A precious moment: Holding a hero's heart
After months of painstaking research and getting to know more about this once stranger's story, Patterson found himself sharing the sailor's story with Cody Chelakis, the great-nephew of Forrest Chelakis, to whom the medal belonged.
"Nice to meet you," Patterson said to Cody Chelakis, who came to the Wright Pawn and Jewelry shop to receive the Purple Heart Thursday.
"This is your great-uncle's Purple Heart," he said.
Patterson handed Cody Chelakis the medal. Cody Chelakis held his great-uncle's Purple Heart in his hands, silent, and began to cry.
"He risked his life for (us) ... to protect all of us," Cody Chelakis said in tears. "It means a lot to me and my family because nobody else in my family knows about this."
Patterson began to share with Cody Chelakis other medals that his great-uncle earned and also filled him in on the history of the sacrifice his family member made.
"I'm so thankful for this," Cody Chelakis said. "I'm so proud of my family and who we have become."
He said he would share his story for generations to come.

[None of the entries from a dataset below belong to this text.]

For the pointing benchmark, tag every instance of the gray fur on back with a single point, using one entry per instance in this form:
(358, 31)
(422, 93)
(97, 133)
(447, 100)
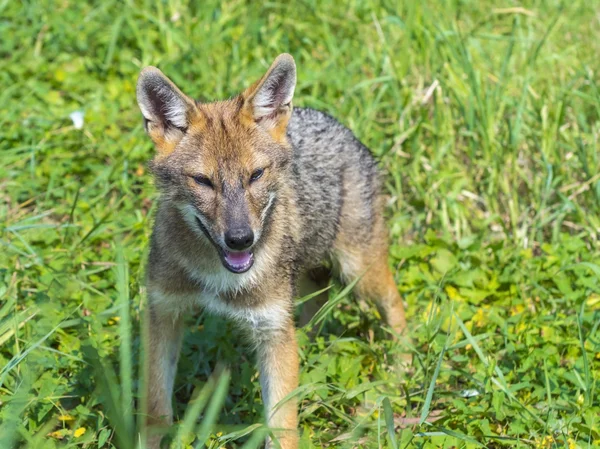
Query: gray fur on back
(330, 166)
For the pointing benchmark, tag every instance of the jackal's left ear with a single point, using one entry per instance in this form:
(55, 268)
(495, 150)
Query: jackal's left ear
(167, 111)
(269, 101)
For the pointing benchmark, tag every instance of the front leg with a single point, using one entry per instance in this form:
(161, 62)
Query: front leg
(165, 331)
(278, 363)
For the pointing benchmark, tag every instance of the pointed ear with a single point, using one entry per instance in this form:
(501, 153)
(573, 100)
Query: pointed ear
(269, 100)
(167, 111)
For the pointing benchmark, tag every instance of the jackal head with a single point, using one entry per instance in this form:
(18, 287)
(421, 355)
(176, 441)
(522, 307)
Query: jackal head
(221, 163)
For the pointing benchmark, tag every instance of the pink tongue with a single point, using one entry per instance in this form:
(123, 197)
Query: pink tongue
(241, 258)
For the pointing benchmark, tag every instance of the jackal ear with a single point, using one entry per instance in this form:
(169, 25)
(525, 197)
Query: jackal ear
(167, 111)
(269, 100)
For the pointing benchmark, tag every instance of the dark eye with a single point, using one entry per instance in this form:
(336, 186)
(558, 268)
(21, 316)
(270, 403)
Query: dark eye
(203, 181)
(256, 175)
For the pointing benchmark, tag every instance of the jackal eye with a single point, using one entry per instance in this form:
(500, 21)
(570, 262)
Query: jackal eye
(256, 175)
(203, 181)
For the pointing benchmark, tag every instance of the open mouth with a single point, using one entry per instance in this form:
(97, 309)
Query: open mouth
(235, 261)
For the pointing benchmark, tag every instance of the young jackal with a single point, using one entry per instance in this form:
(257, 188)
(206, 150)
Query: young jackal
(255, 196)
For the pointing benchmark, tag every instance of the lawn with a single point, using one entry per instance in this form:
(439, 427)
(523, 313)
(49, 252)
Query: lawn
(485, 118)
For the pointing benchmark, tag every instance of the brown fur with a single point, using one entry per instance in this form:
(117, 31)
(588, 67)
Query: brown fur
(206, 156)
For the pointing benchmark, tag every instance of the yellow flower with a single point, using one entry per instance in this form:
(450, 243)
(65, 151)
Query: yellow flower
(544, 443)
(453, 294)
(479, 317)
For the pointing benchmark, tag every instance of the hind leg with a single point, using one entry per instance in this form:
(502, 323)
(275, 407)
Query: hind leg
(311, 282)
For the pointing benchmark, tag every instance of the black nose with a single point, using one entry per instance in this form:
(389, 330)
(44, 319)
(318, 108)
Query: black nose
(239, 238)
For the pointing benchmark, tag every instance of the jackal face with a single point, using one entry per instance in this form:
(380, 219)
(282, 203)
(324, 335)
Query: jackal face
(222, 163)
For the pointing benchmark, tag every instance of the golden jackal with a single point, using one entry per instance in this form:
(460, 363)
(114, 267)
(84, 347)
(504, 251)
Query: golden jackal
(253, 197)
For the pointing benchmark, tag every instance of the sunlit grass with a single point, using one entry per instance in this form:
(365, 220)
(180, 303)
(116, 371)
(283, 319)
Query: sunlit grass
(485, 119)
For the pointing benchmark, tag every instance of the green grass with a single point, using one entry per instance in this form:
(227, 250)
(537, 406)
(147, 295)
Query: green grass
(485, 117)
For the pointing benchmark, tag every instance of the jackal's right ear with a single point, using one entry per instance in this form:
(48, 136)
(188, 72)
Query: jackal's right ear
(167, 111)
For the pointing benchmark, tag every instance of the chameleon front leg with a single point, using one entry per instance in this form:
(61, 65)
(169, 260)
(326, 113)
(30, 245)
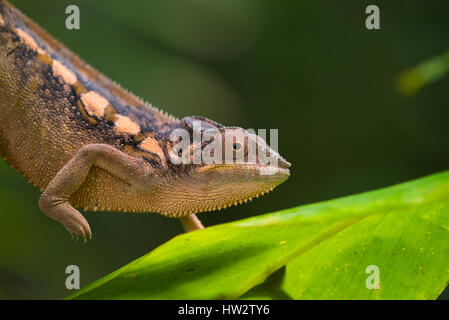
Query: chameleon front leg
(54, 201)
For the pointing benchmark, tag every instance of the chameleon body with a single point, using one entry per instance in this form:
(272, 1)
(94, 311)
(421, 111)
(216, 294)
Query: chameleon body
(87, 143)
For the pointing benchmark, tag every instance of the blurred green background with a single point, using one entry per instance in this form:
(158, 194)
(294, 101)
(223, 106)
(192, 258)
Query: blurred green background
(308, 68)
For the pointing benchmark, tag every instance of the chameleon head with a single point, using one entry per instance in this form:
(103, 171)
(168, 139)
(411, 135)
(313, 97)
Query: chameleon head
(217, 167)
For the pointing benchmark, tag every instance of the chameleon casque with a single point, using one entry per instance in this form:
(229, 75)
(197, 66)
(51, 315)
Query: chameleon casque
(87, 143)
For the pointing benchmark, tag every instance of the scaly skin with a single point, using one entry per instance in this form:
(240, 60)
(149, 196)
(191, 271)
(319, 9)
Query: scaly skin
(87, 143)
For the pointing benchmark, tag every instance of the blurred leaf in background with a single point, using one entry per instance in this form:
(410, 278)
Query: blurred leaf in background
(431, 70)
(308, 68)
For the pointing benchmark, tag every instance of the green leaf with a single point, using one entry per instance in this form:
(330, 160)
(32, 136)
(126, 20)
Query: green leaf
(431, 70)
(325, 248)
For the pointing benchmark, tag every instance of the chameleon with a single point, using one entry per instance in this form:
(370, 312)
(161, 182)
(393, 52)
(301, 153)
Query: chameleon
(88, 144)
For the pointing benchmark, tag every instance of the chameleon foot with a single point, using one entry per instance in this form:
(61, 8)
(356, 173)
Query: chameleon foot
(61, 211)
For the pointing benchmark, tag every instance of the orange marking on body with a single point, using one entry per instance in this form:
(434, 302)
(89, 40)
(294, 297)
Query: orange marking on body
(152, 145)
(126, 125)
(27, 39)
(95, 103)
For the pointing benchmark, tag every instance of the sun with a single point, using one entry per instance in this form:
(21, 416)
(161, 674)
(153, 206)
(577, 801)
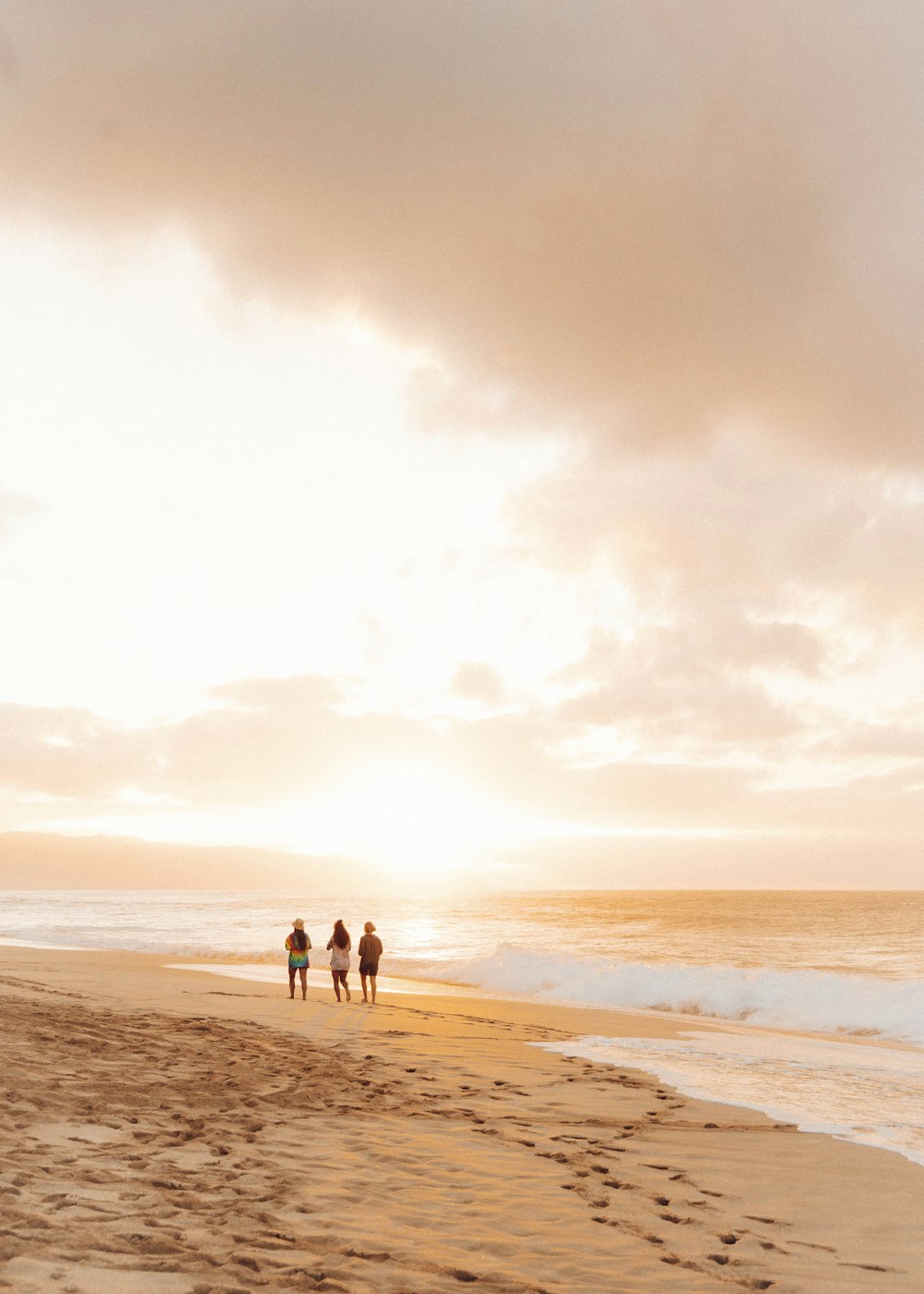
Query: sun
(419, 822)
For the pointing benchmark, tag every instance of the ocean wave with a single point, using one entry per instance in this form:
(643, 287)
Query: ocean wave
(816, 1000)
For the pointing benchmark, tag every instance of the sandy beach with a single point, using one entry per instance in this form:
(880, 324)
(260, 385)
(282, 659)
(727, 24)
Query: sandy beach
(181, 1134)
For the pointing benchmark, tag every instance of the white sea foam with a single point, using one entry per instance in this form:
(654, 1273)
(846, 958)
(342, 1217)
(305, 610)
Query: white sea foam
(813, 1000)
(866, 1093)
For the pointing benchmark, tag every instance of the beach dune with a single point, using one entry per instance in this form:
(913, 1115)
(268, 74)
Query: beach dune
(164, 1132)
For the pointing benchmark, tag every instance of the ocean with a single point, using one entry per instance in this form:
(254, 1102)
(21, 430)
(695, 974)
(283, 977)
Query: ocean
(844, 967)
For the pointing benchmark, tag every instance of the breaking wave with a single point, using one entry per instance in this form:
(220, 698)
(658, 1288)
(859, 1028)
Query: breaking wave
(816, 1000)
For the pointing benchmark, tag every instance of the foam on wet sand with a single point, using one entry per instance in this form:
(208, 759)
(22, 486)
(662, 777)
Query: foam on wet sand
(164, 1132)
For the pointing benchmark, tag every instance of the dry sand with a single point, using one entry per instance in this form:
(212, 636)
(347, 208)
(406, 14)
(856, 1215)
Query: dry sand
(172, 1132)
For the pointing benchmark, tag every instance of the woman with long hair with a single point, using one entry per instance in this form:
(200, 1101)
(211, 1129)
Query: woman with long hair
(339, 947)
(297, 947)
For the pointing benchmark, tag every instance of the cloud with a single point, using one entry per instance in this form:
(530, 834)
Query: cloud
(475, 681)
(13, 508)
(642, 219)
(265, 744)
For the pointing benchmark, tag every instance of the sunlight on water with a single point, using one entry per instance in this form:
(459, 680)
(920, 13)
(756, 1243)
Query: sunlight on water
(872, 1095)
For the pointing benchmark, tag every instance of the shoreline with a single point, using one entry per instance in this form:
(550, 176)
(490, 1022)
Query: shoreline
(170, 1135)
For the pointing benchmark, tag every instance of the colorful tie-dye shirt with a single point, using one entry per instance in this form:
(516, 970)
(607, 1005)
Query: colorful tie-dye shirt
(298, 958)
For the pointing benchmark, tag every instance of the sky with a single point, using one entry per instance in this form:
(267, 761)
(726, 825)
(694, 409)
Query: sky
(472, 443)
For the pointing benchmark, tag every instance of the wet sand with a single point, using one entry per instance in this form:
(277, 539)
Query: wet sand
(167, 1131)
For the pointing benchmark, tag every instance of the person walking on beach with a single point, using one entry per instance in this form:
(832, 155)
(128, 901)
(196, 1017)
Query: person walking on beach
(339, 947)
(297, 947)
(371, 951)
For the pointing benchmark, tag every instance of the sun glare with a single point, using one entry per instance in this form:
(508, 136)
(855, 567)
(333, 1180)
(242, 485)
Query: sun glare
(417, 822)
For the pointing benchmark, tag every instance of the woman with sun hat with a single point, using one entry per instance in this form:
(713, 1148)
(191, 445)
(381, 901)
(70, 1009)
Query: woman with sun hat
(297, 947)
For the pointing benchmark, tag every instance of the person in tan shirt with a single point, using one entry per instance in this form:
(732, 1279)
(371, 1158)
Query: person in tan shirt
(371, 951)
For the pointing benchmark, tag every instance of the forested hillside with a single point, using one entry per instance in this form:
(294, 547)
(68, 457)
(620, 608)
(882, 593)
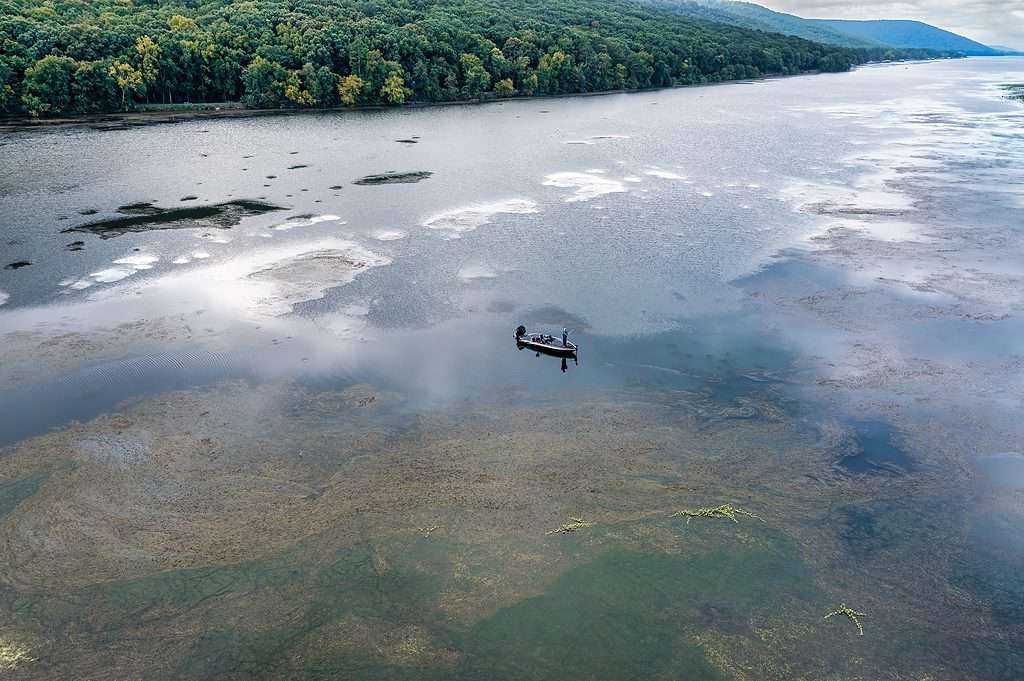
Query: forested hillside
(750, 15)
(908, 34)
(79, 56)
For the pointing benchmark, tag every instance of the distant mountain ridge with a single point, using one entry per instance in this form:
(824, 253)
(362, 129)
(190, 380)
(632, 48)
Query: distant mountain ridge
(903, 33)
(895, 34)
(750, 15)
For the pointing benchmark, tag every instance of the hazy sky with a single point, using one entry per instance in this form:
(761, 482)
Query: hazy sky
(998, 22)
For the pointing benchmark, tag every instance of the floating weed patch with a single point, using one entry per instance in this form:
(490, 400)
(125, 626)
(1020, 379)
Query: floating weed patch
(12, 655)
(394, 178)
(569, 527)
(724, 511)
(628, 614)
(145, 217)
(851, 614)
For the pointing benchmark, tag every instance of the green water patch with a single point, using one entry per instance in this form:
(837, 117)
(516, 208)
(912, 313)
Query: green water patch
(13, 493)
(360, 582)
(145, 217)
(627, 614)
(867, 529)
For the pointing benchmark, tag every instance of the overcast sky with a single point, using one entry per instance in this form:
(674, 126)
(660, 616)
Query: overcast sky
(991, 22)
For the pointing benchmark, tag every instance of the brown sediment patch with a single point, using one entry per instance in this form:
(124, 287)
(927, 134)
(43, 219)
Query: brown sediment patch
(285, 525)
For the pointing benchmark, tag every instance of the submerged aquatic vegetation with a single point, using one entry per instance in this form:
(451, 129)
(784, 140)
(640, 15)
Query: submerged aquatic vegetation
(723, 511)
(568, 527)
(12, 654)
(394, 178)
(143, 216)
(850, 614)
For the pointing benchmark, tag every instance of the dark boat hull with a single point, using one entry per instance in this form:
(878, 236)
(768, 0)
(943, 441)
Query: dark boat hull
(558, 350)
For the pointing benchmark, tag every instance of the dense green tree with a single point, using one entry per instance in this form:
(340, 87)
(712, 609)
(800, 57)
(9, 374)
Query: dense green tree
(264, 83)
(92, 88)
(47, 85)
(350, 89)
(323, 52)
(128, 79)
(475, 78)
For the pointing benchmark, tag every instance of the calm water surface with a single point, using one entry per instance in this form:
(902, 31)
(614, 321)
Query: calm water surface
(263, 422)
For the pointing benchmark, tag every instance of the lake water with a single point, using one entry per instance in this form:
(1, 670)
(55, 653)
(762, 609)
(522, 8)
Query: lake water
(261, 419)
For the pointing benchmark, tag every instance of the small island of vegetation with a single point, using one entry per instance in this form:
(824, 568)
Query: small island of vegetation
(61, 57)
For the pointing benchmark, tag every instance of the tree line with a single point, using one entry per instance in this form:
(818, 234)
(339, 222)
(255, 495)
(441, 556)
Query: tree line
(85, 56)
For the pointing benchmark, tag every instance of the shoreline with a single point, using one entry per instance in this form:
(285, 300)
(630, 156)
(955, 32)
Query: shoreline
(157, 115)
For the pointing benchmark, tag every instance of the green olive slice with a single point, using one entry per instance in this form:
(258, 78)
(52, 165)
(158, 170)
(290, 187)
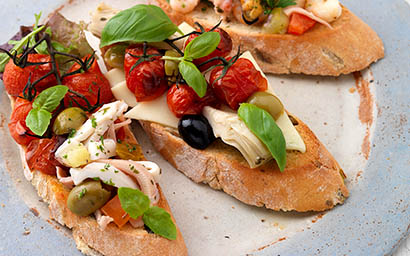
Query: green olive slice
(69, 119)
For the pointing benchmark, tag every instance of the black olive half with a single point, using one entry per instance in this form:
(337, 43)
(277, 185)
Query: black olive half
(196, 131)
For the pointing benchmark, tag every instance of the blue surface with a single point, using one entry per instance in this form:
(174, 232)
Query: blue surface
(374, 219)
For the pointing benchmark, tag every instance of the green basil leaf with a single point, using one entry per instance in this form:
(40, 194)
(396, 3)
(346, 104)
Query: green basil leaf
(160, 222)
(133, 201)
(285, 3)
(4, 58)
(193, 77)
(141, 23)
(38, 120)
(50, 98)
(262, 124)
(202, 45)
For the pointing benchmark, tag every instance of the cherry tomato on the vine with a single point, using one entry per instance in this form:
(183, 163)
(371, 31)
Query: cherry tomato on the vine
(40, 155)
(16, 78)
(88, 84)
(223, 49)
(17, 125)
(147, 79)
(240, 81)
(183, 100)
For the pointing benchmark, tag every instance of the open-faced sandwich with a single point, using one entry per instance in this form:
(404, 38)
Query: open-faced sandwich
(215, 117)
(315, 37)
(77, 147)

The fierce Battle of Leyte Gulf
Forrest Chelakis was involved in an engagement off the East Coast of the Philippines, the Battle off Samar. More specifically, Forrest Chelakis was involved in the largest naval battle in World War II, The Battle of Leyte Gulf.
Forrest Chelakis made the ultimate sacrifice. It was the morning of Oct. 25, 1944, when the Destroyer USS Hoel and other U.S. Navy warships were engaged in a fierce battle of survival against greater firepower and numerically superior elements of Japanese Navy task force.
Of 253 men, only 86 survived.
The purpose of the destroyer ships was to protect the aircraft laden escort carriers. It was the USS Hoel's and the other U.S. destroyers' 5-inch guns against the 14-inch guns of an already numerically superior Japanese naval force. American sailors on the destroyers were forced to strike from a very vulnerably close distance to make impact.
"The destroyers at that time had a range that was far less than that of the Japanese cruisers and battleships, but notwithstanding, they continued to fight till they sank," Patterson said. "It was practically a suicide mission, and they knew that, but they fought to the end."
Forrest Chelakis' remains are likely in the Philippines along with many others' whose remains were never found. However, the Purple Heart gave comfort to the Chelakis family, who did not know a lot about this history.
"I can't wait to share it with our family," Cody Chelakis said.
Sharing stories for generations
Patterson and Cody Chelakis are on a mission to keep these heroes' memories alive.
"Definitely, his story will be shared because my kids, when I have kids, they're going to know where we came from, how proud how I am of my family and they're going to be proud of who they are too," Cody Chelakis said.
Patterson said he wants to encourage people who have veteran loved ones to continue to share these precious medals and the stories behind them for generations to come.
"All over Houston, there are boxes with old medals that somebody soon to pass may know the story, and that story needs to be passed down," Patterson said.